The Houston Texans defensive end spoke at his alma mater, the University of Wisconsin-Madison, telling students in the crowd at Camp Randall football stadium on May 11 to follow their dreams, regardless of what others tell them to do.
"I once had a teacher who told me my dream of one day playing in the NFL was unrealistic," he said. "Well, hello."
"The path to your dreams often never goes the way you imagine it will," he continued. "When I dreamed about coming to Wisconsin I dreamed about getting a scholarship coming out of high school. I dreamed about starting early on in my career and going and winning Rose Bowls."
"And that's my message to you," he said. "Even at this point in your life, you may not have imagined how your college career would go. But here you are. Accomplishing one of your dreams. It will be difficult, it will not look the way you want it to look, but in the end, if you stay focused, if you stay true, if you have the passion for your dream, you will get there."
"I remember my mentor telling me that as long as I was making myself happy and proud, I am a success," the Queer Eye star told the graduates at Chaffey College in Rancho Cucamonga, California, on May 23, in partnership with EXTRA Refreshers Gum. He reminded grads that "my destiny is determined by me," and encouraged them to move past fears about their futures. "There was no need to fear my tomorrow because I believe in the person I am today," he added.
The Fences actress delivered a powerful speech to the graduating class at Barnard College on May 20, encouraging the students to remember their personal histories and the history of our nation as they move forward in their lives.
"History is not the past, it is the present. We carry history with us. We all are history," Davis said.
The actress addressed America's past, reminding the students about Jim Crow laws and urging them to "own the fact that that was America." She stressed the importance of remembering our worst and best experiences alike in order to pave a brighter and more honest future.
"Own all the memories and the experiences, even if they were traumatic. The world is broken because we’re broken. There are too many of us who want to forget," she said. "Who said that all of who you are has to be good?"
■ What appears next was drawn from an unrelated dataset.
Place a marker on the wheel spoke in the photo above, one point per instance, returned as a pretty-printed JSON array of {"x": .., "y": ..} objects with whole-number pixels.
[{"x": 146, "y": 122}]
The A Quiet Place actor and director returned to his alma mater, Brown University, to deliver the commencement speech to the school's undergraduate class of 2019 on May 26.
The Office alumnus challenged the students to hold on to their convictions as they set out for the "real world."
"Real change is organic. The only responsibility you all have is to hold fast to everything you have lived, right here," he said. "To not conform, to realize that when you’re out there, you’ve done all this before. Remember fondly the discomfort you felt when you were asked to push yourself farther than you were ever sure you could go. And the elation when you finally got there."
Krasinski also advised the graduates to "remember to believe in something," adding, "Fall in love as many times as it takes."
Speaking on May 29 — the same day special counsel Robert Mueller gave remarks on his investigation into Russian interference in the 2016 presidential election — former presidential candidate Clinton told graduates at New York City's Hunter College that the investigation “deserves the attention of every American.”
“It seems absolutely clear that we’ve got to deal with what has been investigated and reported,” she went on to say.
Clinton also slammed social media platforms — namely Facebook — for their roles in sharing misinformation. But she did manage to keep things light, too, joking about 2018's commencement speaker, Vin Diesel.
“We’re going to star in a movie together,” she said. “It’s called The Fast and the Still Really Furious.”